Yes, Counselor, it is rational. What it is not, is reasonable.
We most all love babies, we hardly have a choice, it is hard wired, the programming is installed in our BIOS. If we didn’t think they were the most adorable sacks of water ever, only one in ten of them would live to see their third birthday. As a natural result, we have a visceral, atavistic reaction to the prospect of abortion. So do I. I can recall how disgusted I was to learn that in the Soviet Union of old, abortion was the primary form of birth control. Bulgarian condoms, not like wearing a raincoat in a shower, but wearing a haz-mat suit. That, combined with Communist Calvinism, a puritanical disdain for human joy. Rational, but not reasonable.
I quite understand. But people are going to fuck, its the Prime Directive. Every cell in every body is wired the same way, reproduce! “Go forth and multiply” sayeth the Goddess. Look at a male praying mantis, screwing like crazy as the female chews away his thorax. Or my own irrational attachment to Sarah Jean…but I digress.
The “pro-life” zealots thought themselves into a box. Their views were popular when largely centered around babies and/or fetuses that were far enough along to resemble babies. But they couldn’t find a clear, bright line, so they backtracked all the way to conception. Rational, but not reasonable.
What? Da fuq? The moment of divinity takes place somewhere between fertilization and the first mitosis? No, that is not a human being, at that point, the zygote is the least human it will ever be! It is nothing but potential humanity. That’s like saying the most significant moment of the Moon landing was the blast off! That zygote may become more human, so let us hope and pray. But it will not be less human until the day when it become worm food!
It might be rational to afford the Amish access to freeways with their horse-drawn buggies. Equal rights, maybe, something like that. But it would not be reasonable. It might be rational to decide that these employers have the right to afflict their employees with their own theological derangement, but it is not reasonable.
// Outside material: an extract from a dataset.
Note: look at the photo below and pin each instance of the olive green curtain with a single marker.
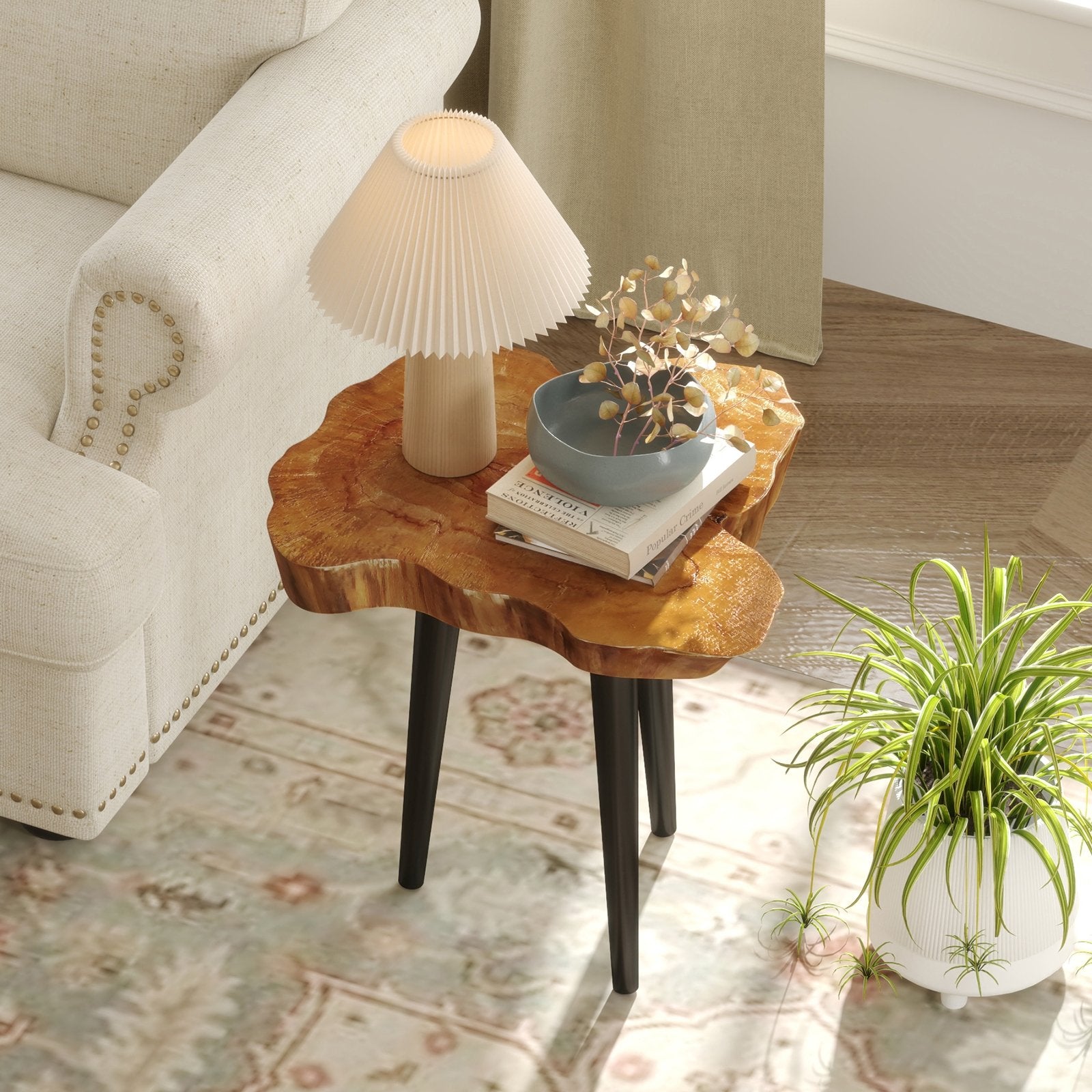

Reasonable is tolerance, muddling through, finding some set of mutual accommodations, because we must live together, or die. Reasonable is not rationally pursuing a theological opinion to its extreme conclusion, and inflicting that conclusion upon others who do not share it. It is not reasonable to hamper someone’s access to a form of contraception that may, that might! share some characteristic to abortion.
When the law is used to be unreasonable, it is a mockery, it degrades the law and undermines respect for the law. Rational, but not reasonable.